Я. П.: Хорошо, но вот ещё вопрос. Всё та же Железная дорога успешно подтягивает стоимость билетов на проезд к «мировому уровню», но при этом не может изыскать средств на модернизацию. Жильцы делают отчисления ЖКХ на ремонт, в том числе капитальный. И так далее. Но при этом в какой-то момент все начинают голосить, что у нас 20 лет ничего не менялось, все устарело и рушится. Как это понимать?

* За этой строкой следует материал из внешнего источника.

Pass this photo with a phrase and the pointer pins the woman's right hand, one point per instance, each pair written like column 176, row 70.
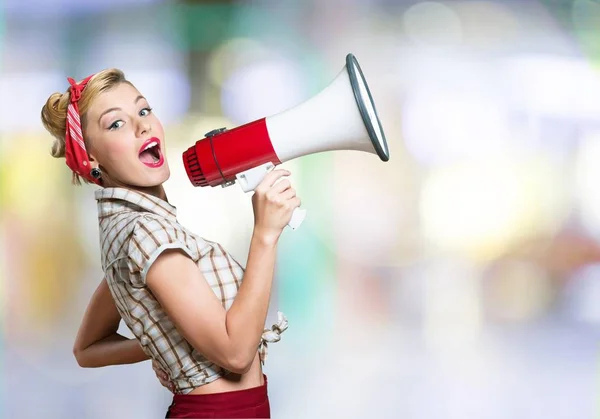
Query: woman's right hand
column 274, row 201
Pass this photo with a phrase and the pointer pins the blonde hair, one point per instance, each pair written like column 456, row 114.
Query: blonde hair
column 54, row 112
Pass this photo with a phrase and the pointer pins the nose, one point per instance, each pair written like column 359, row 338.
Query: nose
column 144, row 127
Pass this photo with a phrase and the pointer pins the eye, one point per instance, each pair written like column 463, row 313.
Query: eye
column 115, row 125
column 145, row 111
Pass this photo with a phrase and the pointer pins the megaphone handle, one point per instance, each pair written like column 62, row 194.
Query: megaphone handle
column 297, row 217
column 250, row 179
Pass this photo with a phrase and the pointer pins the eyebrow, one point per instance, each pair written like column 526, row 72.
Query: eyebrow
column 137, row 99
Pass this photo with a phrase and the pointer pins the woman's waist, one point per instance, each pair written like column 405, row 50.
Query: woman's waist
column 233, row 382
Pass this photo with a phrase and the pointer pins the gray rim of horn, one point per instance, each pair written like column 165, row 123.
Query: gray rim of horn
column 351, row 62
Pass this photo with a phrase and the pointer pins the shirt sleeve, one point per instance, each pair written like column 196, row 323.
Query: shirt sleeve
column 150, row 237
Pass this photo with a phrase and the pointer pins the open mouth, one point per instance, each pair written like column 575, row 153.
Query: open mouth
column 150, row 153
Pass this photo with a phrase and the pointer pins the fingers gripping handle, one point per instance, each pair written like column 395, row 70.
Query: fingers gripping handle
column 250, row 179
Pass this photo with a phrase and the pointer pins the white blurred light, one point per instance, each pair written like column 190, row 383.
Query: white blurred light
column 582, row 294
column 167, row 91
column 434, row 23
column 452, row 311
column 150, row 62
column 262, row 89
column 442, row 124
column 231, row 55
column 24, row 96
column 368, row 211
column 482, row 208
column 587, row 173
column 549, row 85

С. Л.: Ну, это прямо к проблеме — как ты в самом начале выразился? — «восторга в беде». В народе говорят: торговали — веселились, подсчитали — прослезились. Мне кажется, мы как раз находимся в самом начале этой понижательной фазы. Куда делись отчисления на амортизацию и эти грандиозные приращения ВВП, сказать решительно невозможно. Экономически подкованная оппозиция говорит: проели. На как именно проели — неизвестно. Неизвестно, куда были потрачены средства, предположительно предназначенные для капремонтов и модернизаций — то ли на строительство Национальной библиотеки, то ли на избирательные кампании, то ли на повышение жизненного уровня граждан, в особенности чиновного сословия. И это «неизвестно», мне кажется, является ответом на вопрос, поскольку непрозрачность и неизвестность — неизбежная составляющая системы управления, подобной нашей. С другой стороны, законодательно регулируемые отчисления на инновационное развитие и амортизационные отчисления, которые можно включать в себестоимость продукции, составляют скандально малые цифры (которые, впрочем, варьирует по отраслям).

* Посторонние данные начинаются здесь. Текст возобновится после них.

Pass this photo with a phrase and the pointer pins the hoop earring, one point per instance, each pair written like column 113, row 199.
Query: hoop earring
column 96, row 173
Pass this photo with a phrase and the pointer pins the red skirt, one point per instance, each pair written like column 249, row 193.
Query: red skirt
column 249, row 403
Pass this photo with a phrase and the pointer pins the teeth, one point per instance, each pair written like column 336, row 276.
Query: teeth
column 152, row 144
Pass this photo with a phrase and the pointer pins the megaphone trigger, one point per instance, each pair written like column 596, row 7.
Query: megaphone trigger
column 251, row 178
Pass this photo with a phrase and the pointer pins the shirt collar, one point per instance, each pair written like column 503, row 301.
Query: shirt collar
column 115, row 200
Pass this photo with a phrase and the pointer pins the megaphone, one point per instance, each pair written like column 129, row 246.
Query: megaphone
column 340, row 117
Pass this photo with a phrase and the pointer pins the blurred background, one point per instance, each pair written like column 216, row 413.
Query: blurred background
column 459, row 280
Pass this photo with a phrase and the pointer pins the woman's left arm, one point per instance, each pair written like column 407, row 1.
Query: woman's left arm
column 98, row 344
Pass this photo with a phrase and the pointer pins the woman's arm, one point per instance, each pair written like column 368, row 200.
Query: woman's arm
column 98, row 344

Я. П.: Получается в итоге достаточно просто: зарплаты, комплектующие, сырьё, налоги. И точка. Хорошо, если хватает хотя бы на это. Если хватает, то можно довесить социальную сферу. Если и на это хватило, то следует добавить парочку «подшефных», т. е. нерентабельных предприятий. Если каким-то чудом хватило и на это, то «излишек» средств необходимо изъять в пользу Национального фонда инновационного развития. Круг замкнулся.

С. Л.: Не совсем. Средства из этого фонда необходимо выделять в виде кредитов предприятиям, включая и те, у которых они были экспроприированы. Тогда круг и замкнётся. Это как раз к вопросу о предпочтительности кредитов по сравнению с инвестициями. Кредиты, как бы это сказать, симпатичнее, что ли? Они такие более подвижные и динамичные.

Я. П.: В самом деле. В таком случае действительно у инвестиций нет шансов. Вот вам и «сохранили промышленный потенциал». Хорошо, пусть не сохранили, зато не продали олигархам. Ну ладно, продали олигархам, но не за бесценок. Чёрт с ним, за бесценок, зато всё основательно подгнившее, разрушенное, испорченное. Какие молодцы!